The projected role of natural gas in the SDS relies on rapid and major reductions in methane leaks

A wide variety of technologies and measures are available to reduce methane emissions from oil and gas operations. For example, existing devices such as pneumatic controllers that lead to a large level of vented emissions can be replaced with instrument air systems; vapour recovery units can be installed on crude oil and condensate storage tanks; and introducing frequent LDAR programmes can significantly cut the level of fugitive emissions.

We estimate that if all of these options were to be deployed across the oil and gas value chains, then around 75% of today’s 80 Mt of methane emissions from oil and gas operations could be avoided.

In addition, methane is a valuable product and in many cases can be sold once recovered. This means that deploying certain abatement technologies can result in overall savings if the value received for the methane sold is greater than the cost of the technology. Around 45% of current methane emissions could be avoided with measures that would have no net cost (at 2018 natural gas prices).

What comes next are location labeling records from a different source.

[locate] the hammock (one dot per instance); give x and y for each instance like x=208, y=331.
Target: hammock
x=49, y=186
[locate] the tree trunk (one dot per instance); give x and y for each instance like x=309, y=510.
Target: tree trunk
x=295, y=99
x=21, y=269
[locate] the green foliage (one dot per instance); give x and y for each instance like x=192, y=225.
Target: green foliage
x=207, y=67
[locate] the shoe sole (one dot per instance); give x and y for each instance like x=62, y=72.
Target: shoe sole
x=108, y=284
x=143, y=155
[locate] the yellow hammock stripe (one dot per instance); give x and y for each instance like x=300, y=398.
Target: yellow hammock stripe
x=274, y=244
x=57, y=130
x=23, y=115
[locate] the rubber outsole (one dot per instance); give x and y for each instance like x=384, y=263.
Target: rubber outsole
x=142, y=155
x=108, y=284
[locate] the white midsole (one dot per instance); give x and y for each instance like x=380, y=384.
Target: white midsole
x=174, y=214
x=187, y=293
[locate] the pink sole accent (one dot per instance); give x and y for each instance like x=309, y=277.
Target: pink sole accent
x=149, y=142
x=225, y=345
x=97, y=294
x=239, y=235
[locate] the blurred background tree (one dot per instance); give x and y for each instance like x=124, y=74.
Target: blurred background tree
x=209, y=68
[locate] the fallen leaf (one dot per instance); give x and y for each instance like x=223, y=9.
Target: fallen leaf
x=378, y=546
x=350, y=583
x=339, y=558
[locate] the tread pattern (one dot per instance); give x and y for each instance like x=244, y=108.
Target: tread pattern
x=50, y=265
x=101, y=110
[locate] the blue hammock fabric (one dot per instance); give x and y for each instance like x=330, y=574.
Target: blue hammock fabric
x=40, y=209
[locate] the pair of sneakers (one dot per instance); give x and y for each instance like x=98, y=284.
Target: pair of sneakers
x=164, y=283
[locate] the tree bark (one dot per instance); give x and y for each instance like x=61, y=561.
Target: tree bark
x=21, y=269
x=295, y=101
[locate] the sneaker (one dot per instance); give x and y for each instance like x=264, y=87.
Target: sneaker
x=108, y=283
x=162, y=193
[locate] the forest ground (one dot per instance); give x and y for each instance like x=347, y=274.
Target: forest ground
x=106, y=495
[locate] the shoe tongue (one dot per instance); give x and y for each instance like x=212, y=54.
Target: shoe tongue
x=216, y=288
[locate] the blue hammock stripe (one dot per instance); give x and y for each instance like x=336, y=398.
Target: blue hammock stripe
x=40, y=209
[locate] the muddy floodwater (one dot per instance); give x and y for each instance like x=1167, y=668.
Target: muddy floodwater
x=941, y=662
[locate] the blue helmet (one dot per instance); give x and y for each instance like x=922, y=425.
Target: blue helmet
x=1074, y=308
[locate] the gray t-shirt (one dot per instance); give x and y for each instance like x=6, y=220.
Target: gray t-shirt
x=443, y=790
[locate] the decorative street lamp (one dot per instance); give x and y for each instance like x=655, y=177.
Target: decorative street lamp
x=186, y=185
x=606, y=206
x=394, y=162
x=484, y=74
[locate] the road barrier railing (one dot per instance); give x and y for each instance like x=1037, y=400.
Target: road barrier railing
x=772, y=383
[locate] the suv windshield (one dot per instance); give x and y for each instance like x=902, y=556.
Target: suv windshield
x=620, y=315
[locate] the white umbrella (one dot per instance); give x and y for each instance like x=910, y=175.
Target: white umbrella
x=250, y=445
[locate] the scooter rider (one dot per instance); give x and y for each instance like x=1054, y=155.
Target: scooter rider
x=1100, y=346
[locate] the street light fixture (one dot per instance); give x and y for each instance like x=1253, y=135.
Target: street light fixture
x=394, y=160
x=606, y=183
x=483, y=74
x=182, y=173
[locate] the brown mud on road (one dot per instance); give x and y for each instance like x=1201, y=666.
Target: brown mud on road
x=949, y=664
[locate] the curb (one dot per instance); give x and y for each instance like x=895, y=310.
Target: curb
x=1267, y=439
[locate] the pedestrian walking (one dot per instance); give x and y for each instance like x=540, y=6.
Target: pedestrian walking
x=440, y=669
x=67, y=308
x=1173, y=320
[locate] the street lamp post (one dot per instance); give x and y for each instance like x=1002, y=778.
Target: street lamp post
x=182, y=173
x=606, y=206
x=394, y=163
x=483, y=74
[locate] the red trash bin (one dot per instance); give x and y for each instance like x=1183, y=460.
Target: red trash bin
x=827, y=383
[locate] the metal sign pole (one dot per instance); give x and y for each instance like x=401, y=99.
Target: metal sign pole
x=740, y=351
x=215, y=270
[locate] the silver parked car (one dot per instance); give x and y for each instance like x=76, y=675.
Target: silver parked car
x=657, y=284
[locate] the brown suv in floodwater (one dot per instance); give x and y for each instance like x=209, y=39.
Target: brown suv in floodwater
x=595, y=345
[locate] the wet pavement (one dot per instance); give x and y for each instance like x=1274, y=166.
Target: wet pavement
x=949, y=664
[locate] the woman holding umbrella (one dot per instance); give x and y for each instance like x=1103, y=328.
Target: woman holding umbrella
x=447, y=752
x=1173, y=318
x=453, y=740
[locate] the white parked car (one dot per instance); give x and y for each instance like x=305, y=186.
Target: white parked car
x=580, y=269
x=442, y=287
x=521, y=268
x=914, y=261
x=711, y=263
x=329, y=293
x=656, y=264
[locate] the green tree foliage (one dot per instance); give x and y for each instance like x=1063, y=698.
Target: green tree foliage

Increased attention to methane emissions has generated a number of voluntary national and international partnerships to help tackle the problem. However, there remains a large opportunity to reduce these emissions in a cost-effective way. There are many possible reasons why this could be the case. Governments and industry may lack information or awareness about the size or severity of the problem; the infrastructure or investment that is necessary to recover gas and pair it to a productive use may be lacking; or there may be competition for capital within companies with a variety of investment opportunities. In these cases, new or enhanced regulations can be very effective in reducing emissions further.

In the SDS, methane emissions would fall even without any explicit abatement measures or policies, simply because overall oil and gas consumption falls to 2040. However, relying on demand trends to eventually do the job of methane abatement would be a huge missed opportunity, both for efforts to mitigate climate change and also for those that seek to position gas as part of the solution to environmental challenges.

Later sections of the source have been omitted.